# How do you convert x^ 2 + y ^2 + 3y = 0 into polar form?

Nov 12, 2016

$r = - 3 \sin \theta , \theta \in \left[- \pi , 0\right]$

#### Explanation:

The given equation ${x}^{2} + {y}^{2} + 3 y = 0$ can be reorganized as

${\left(x - 0\right)}^{2} + {\left(y + \frac{3}{2}\right)}^{2} = {\left(\frac{3}{2}\right)}^{2}$ that represents the circle with center at

cartesian $C \left(0 , - \frac{3}{2}\right) \mathmr{and}$ polar $C \left(\frac{3}{2} , - \frac{\pi}{2}\right)$

graph{x^2+y^2+3y=0 [-10, 10, -5, 5]}

Let O be the pole ( origin ) and P(r, theta) any point on the circle.

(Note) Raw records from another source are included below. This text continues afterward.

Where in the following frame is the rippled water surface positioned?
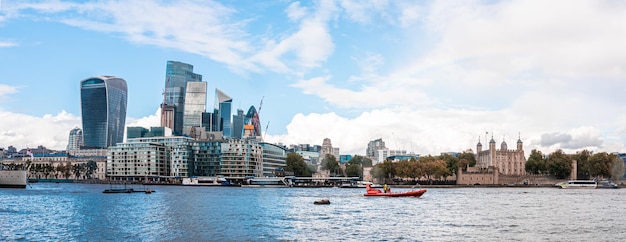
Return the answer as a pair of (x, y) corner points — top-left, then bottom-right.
(2, 183), (625, 241)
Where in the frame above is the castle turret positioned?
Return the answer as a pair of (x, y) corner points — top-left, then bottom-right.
(517, 133), (523, 151)
(501, 139), (507, 151)
(477, 136), (482, 153)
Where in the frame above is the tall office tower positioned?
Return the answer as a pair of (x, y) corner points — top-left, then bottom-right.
(66, 127), (83, 151)
(244, 105), (262, 137)
(232, 109), (245, 139)
(161, 61), (202, 135)
(80, 76), (128, 148)
(215, 89), (232, 138)
(182, 81), (207, 132)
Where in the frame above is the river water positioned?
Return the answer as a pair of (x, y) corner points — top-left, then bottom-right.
(1, 183), (625, 241)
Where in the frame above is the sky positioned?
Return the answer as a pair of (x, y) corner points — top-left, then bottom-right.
(1, 0), (626, 157)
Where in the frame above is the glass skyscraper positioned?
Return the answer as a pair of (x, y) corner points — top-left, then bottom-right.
(244, 105), (262, 137)
(80, 76), (128, 148)
(162, 61), (203, 135)
(182, 81), (207, 130)
(231, 109), (245, 139)
(215, 89), (232, 138)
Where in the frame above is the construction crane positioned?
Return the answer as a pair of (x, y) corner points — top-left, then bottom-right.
(258, 96), (264, 114)
(263, 121), (270, 141)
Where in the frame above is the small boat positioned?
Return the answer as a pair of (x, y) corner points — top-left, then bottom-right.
(182, 176), (238, 186)
(363, 184), (427, 197)
(314, 199), (331, 205)
(555, 180), (597, 189)
(242, 177), (294, 188)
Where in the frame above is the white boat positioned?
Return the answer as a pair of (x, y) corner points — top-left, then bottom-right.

Then observing triangle OPC is isosceles and projecting the equal

sides OC and CP on OP,

$O P = r = 2 \left(r a \mathrm{di} u s\right) \cos \left(\theta - \left(- \frac{\pi}{2}\right)\right) = - 3 \sin \theta$.

Easy to find that $\theta \in \left[- \pi , 0\right]$ could make one full circle.